Division of Informatics, Imaging and Data Sciences, Faculty of Biology, Medicine and Health, University of Manchester, Manchester, UK.
Department of Pediatric Allergy, Gulhane School of Medicine, Ankara, Turkey.
Clin Exp Allergy. 2018 Jan;48(1):39-47. doi: 10.1111/cea.13014. Epub 2017 Sep 15.
Data-driven methods such as hierarchical clustering (HC) and principal component analysis (PCA) have been used to identify asthma subtypes, with inconsistent results.
To develop a framework for the discovery of stable and clinically meaningful asthma subtypes.
We performed HC in a rich data set from 613 asthmatic children, using 45 clinical variables (Model 1), and after PCA dimensionality reduction (Model 2). Clinical experts then identified a set of asthma features/domains which informed clusters in the two analyses. In Model 3, we reclustered the data using these features to ascertain whether this improved the discovery process.

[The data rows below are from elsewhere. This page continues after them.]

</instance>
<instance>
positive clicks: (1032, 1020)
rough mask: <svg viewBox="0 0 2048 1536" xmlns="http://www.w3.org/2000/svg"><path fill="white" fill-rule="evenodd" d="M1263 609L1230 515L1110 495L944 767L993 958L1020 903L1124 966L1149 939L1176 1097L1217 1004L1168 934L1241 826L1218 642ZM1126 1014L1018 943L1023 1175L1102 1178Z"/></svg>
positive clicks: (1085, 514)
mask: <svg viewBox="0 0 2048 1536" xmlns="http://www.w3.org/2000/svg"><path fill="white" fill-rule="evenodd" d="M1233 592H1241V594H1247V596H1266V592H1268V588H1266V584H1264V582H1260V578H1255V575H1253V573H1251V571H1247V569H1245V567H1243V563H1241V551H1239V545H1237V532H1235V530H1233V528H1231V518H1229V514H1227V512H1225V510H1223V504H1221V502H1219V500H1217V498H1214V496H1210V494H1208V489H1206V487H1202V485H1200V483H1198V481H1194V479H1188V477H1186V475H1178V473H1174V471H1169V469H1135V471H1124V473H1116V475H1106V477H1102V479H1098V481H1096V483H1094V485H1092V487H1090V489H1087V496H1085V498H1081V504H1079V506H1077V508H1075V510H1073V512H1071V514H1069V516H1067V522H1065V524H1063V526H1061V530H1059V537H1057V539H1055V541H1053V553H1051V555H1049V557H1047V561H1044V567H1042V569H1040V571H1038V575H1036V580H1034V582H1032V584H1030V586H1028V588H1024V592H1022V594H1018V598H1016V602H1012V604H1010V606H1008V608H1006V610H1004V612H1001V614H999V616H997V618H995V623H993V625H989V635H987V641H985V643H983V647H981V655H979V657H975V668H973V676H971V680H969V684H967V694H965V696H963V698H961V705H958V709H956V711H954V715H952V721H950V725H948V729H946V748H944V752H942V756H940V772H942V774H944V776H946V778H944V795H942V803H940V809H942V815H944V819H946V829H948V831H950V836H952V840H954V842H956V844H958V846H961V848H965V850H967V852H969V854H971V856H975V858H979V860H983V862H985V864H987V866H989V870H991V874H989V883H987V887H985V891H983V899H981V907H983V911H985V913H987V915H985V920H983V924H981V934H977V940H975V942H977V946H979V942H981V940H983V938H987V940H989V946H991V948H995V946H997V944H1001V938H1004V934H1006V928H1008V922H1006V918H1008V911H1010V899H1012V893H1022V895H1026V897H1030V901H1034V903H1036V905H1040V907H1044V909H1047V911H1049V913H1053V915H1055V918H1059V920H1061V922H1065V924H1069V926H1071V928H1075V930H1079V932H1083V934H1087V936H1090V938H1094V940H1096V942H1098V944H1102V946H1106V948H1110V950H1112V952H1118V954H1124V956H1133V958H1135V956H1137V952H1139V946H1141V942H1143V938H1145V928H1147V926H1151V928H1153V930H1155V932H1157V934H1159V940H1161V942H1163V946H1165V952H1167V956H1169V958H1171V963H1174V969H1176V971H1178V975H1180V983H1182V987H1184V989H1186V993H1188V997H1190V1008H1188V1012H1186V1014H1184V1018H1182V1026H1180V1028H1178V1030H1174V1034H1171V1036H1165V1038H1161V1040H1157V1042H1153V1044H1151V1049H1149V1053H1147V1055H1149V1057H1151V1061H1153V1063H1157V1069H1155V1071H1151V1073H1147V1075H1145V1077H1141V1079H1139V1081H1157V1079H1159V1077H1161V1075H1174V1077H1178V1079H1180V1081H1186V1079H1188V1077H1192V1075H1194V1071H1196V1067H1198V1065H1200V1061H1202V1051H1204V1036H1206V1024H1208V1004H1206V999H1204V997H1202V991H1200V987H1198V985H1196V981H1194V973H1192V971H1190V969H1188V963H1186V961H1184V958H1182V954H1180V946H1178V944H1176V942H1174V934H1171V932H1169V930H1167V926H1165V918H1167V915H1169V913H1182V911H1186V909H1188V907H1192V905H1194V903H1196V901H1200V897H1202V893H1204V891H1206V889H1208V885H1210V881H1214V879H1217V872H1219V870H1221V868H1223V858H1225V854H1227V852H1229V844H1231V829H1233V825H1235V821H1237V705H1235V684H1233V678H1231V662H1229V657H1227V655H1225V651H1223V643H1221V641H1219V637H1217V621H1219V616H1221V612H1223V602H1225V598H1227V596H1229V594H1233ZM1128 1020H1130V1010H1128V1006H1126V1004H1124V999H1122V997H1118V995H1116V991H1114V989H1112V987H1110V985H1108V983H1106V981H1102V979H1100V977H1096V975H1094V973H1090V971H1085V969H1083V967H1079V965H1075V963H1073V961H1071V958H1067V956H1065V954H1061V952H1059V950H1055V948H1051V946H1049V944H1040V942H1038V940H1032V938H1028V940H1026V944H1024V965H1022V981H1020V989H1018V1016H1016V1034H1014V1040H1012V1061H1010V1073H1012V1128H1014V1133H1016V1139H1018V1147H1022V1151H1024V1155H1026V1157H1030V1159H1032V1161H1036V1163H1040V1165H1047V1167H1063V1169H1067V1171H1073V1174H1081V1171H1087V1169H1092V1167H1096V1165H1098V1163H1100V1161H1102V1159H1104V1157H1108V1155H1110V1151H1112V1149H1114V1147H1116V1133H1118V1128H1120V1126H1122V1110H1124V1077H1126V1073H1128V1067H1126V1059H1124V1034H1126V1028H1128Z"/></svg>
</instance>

Cluster stability was poor in Models 1 and 2. Clinical experts highlighted four asthma features/domains which differentiated the clusters in two models: age of onset, allergic sensitization, severity, and recent exacerbations. In Model 3 (HC using these four features), cluster stability improved substantially. The cluster assignment changed, providing more clinically interpretable results. In a 5-cluster model, we labelled the clusters as: "Difficult asthma" (n = 132); "Early-onset mild atopic" (n = 210); "Early-onset mild non-atopic: (n = 153); "Late-onset" (n = 105); and "Exacerbation-prone asthma" (n = 13). Multinomial regression demonstrated that lung function was significantly diminished among children with "Difficult asthma"; blood eosinophilia was a significant feature of "Difficult," "Early-onset mild atopic," and "Late-onset asthma." Children with moderate-to-severe asthma were present in each cluster.
An integrative approach of blending the data with clinical expert domain knowledge identified four features, which may be informative for ascertaining asthma endotypes. These findings suggest that variables which are key determinants of asthma presence, severity, or control may not be the most informative for determining asthma subtypes. Our results indicate that exacerbation-prone asthma may be a separate asthma endotype and that severe asthma is not a single entity, but an extreme end of the spectrum of several different asthma endotypes.
数据驱动方法,如层次聚类(HC)和主成分分析(PCA),已被用于识别哮喘亚型,但结果不一致。
开发一种用于发现稳定且具有临床意义的哮喘亚型的框架。
我们对 613 名哮喘儿童的丰富数据集进行 HC(模型 1),并在 PCA 降维后(模型 2)进行。临床专家随后确定了一组哮喘特征/领域,为这两种分析中的聚类提供信息。在模型 3 中,我们使用这些特征重新聚类数据,以确定这是否能改善发现过程。
模型 1 和 2 中的聚类稳定性较差。临床专家强调了区分两个模型中聚类的四个哮喘特征/领域:发病年龄、过敏致敏、严重程度和近期加重。在模型 3(使用这四个特征的 HC)中,聚类稳定性大大提高。聚类分配发生变化,提供了更具临床解释性的结果。在一个 5 聚类模型中,我们将聚类标记为:“难治性哮喘”(n=132);“早发性轻度特应性”(n=210);“早发性轻度非特应性”(n=153);“晚发性”(n=105);和“易加重哮喘”(n=13)。多项回归表明,在“难治性哮喘”儿童中,肺功能明显降低;血液嗜酸性粒细胞增多是“难治性”、“早发性轻度特应性”和“晚发性哮喘”的显著特征。中度至重度哮喘儿童存在于每个聚类中。
融合数据和临床专家领域知识的综合方法确定了四个特征,这些特征可能有助于确定哮喘表型。这些发现表明,哮喘存在、严重程度或控制的关键决定因素的变量可能不是确定哮喘亚型的最具信息性的变量。我们的结果表明,易加重哮喘可能是一种单独的哮喘表型,而严重哮喘不是一个单一的实体,而是几个不同哮喘表型的极端表现。